Polo & Pan : plus pimenté
Changement d’ambiance à la toute fin de soirée, juste avant Jungle : Polo & Pan, DJ & DJ qui se mixent souvent entre eux dans le petit club huppé du Baron dans le 8ème (de Paris, NDLR Parisienne). On arrête de tomber dans le jugement facile versant dans l’antiparisianisme primaire que ce bref début d’aperçu peut éventuellement susciter et on s’attarde sur la musique seule. Bonifiante, un peu lénifiante, club et exotique, avec une imagerie qui ne prétend pas plus que de faire sourire et danser. La France s’amuse comme elle peut, et elle peut bien faire ça des fois. Leur dernier album « Caravelle » contient des bravoures très dancefloor, avec les sud américains Mexicali (de la surf musique d’El Paso biberonné aux BPM) ou Zoom Zoom (une chaude inspiration du Brésil cette fois). Par ailleurs auteurs de quelques morceaux chantées, Polo & Pan seront rejoint sur scène par leurs 2 fidèles chanteuses, Marguerite Bartherotte et Victoria Lafaurie. La furie est un peu au rendez-vous ainsi, au début du set, lorsque déboulent ces 2 demoiselles habillées en kimono devant des décors faits de personnages de fables moyenâgeuses dessinés au crayon, à tendance Magicien d’Oz ou Alice au Pays des merveilles. Avec une choré qui là non plus n’a aucune prétention autre que de faire sourire. S’en suivent des moments technoïdes / French Touch qui feront sauter les spectateurs en même temps qu’ils sont hâlés par nos 2 DJ, s’improvisant animateurs de soirées un peu beauf, on est là encore béat devant ces 2 donzelles qui invitent à une insouciance, à une indolence presque naïve. En live comme au Baron, Polo & Pan t’envole tous tes soucis.
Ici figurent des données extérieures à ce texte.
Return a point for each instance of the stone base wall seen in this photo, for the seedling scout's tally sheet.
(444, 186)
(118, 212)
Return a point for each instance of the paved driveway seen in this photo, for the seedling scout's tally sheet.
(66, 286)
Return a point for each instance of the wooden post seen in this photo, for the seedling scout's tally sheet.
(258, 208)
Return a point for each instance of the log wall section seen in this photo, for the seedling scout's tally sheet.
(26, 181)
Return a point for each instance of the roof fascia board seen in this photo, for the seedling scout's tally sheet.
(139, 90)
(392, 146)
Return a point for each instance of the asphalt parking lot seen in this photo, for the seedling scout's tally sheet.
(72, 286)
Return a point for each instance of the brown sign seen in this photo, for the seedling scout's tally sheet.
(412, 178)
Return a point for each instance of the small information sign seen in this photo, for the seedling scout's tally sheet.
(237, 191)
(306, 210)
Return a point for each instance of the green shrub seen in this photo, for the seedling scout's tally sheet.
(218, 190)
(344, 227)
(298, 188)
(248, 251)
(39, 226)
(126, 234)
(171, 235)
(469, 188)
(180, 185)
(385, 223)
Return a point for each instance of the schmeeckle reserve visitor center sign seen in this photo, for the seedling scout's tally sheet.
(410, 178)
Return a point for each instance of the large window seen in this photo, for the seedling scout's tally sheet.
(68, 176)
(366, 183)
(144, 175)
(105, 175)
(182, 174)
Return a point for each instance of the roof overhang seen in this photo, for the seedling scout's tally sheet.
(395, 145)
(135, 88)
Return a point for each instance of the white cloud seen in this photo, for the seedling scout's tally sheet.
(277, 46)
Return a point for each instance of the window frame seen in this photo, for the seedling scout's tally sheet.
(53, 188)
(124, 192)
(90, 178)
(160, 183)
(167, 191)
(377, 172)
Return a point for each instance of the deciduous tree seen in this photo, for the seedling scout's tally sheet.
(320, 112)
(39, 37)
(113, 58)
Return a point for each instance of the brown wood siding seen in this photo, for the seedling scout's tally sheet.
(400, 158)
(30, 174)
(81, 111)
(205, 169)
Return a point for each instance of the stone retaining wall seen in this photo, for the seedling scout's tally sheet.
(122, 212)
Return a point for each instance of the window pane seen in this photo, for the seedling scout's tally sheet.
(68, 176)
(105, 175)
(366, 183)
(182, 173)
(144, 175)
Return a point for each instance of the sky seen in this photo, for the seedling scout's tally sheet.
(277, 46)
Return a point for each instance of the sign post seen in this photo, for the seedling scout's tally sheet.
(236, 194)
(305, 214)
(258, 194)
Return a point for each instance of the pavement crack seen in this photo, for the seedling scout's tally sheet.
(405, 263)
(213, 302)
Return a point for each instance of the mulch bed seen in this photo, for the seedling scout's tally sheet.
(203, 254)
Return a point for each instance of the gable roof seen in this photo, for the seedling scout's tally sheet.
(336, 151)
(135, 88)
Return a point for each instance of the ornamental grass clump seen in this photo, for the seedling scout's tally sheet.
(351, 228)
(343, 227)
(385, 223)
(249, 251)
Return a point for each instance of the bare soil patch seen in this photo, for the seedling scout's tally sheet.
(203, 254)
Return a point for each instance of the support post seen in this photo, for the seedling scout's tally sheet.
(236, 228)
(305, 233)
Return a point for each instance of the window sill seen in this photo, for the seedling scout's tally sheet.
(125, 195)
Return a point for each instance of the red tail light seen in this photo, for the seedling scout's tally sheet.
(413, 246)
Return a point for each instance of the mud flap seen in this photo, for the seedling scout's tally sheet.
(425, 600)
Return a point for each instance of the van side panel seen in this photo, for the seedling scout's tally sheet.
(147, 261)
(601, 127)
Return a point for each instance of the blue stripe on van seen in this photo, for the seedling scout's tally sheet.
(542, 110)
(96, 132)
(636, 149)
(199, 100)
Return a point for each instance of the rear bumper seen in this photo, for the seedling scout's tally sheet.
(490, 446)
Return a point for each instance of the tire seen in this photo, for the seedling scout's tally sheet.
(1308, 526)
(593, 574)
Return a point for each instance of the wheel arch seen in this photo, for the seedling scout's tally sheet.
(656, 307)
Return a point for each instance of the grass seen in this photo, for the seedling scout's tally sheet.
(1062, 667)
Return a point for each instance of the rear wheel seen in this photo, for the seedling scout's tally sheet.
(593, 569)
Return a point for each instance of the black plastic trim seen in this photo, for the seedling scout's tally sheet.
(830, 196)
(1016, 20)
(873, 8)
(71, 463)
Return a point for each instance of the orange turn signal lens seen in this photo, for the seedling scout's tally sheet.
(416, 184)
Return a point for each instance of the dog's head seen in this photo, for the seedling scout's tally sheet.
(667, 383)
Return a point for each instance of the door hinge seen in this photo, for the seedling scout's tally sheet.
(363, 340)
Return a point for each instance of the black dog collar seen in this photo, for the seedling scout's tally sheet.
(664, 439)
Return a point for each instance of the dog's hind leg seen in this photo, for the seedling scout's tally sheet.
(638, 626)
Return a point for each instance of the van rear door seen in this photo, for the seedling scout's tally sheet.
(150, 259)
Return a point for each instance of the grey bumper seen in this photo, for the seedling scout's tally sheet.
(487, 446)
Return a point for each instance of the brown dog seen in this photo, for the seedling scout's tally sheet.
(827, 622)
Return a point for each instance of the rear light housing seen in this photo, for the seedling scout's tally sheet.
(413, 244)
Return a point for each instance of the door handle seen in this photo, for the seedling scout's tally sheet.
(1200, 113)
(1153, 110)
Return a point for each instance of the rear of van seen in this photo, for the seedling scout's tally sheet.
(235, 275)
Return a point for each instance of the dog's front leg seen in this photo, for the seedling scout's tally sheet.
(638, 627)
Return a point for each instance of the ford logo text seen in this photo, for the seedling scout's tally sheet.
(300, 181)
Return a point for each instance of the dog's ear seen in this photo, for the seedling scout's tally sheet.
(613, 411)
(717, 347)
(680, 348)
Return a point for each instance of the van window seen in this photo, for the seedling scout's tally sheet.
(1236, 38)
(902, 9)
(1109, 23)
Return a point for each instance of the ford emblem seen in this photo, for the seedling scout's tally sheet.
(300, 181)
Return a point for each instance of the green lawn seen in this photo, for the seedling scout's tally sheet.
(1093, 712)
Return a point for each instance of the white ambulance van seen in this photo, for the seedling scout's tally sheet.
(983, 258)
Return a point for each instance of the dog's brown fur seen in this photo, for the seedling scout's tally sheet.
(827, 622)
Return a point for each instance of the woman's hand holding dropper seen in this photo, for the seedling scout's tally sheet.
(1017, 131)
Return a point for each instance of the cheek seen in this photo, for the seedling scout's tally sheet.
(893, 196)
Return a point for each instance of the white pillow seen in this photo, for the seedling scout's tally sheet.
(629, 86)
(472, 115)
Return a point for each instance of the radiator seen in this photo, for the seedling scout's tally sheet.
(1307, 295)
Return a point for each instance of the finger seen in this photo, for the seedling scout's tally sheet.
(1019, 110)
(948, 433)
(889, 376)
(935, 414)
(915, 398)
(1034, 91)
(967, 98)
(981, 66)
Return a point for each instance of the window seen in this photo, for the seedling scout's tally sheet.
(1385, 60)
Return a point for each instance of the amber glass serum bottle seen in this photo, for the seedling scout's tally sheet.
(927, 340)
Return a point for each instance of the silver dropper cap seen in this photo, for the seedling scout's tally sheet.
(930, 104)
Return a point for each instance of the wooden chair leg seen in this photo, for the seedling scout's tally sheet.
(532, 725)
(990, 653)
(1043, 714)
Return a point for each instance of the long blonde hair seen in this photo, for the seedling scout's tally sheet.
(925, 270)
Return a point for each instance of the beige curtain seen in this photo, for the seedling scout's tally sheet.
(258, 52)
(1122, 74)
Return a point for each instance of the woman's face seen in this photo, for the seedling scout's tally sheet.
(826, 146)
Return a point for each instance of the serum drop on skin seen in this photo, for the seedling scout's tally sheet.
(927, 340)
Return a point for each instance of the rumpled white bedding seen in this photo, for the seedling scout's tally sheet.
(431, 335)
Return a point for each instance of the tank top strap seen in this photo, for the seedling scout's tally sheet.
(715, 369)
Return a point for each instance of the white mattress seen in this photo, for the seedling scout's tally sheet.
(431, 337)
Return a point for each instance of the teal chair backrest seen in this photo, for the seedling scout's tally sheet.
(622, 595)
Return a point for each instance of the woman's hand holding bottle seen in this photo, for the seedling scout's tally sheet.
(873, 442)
Une fin de soirée tropicale avec Jungle
Après le set endiablé des deux français Polo & Pan, la foule totalement en liesse se dirige vers l’autre coté de la grande halle pour aller écouter les jeunes mais non moins mythiques Jungle qui ont eu l’honneur de clôturer l’avant-dernier soir du festival. Ils allument la grande scène avec une présence incroyable et font danser tout le Pitchfork du vendredi. Le groupe interprète ses plus grands titres Julia ou Time mais aussi des tracks inédites du prochain album qui arrive, les rythmes tendent alors vers quelque chose de plus électronique tout en gardant cette patte disco-funk qui fait taper du pied et hocher la tête grand sourire. Jungle a réussi le pari de clore ce deuxième soir du Pitchfork avec une foule d’applaudissements. C’est une très belle surprise et on rentre chez nous totalement gaga de ce deuxième soir.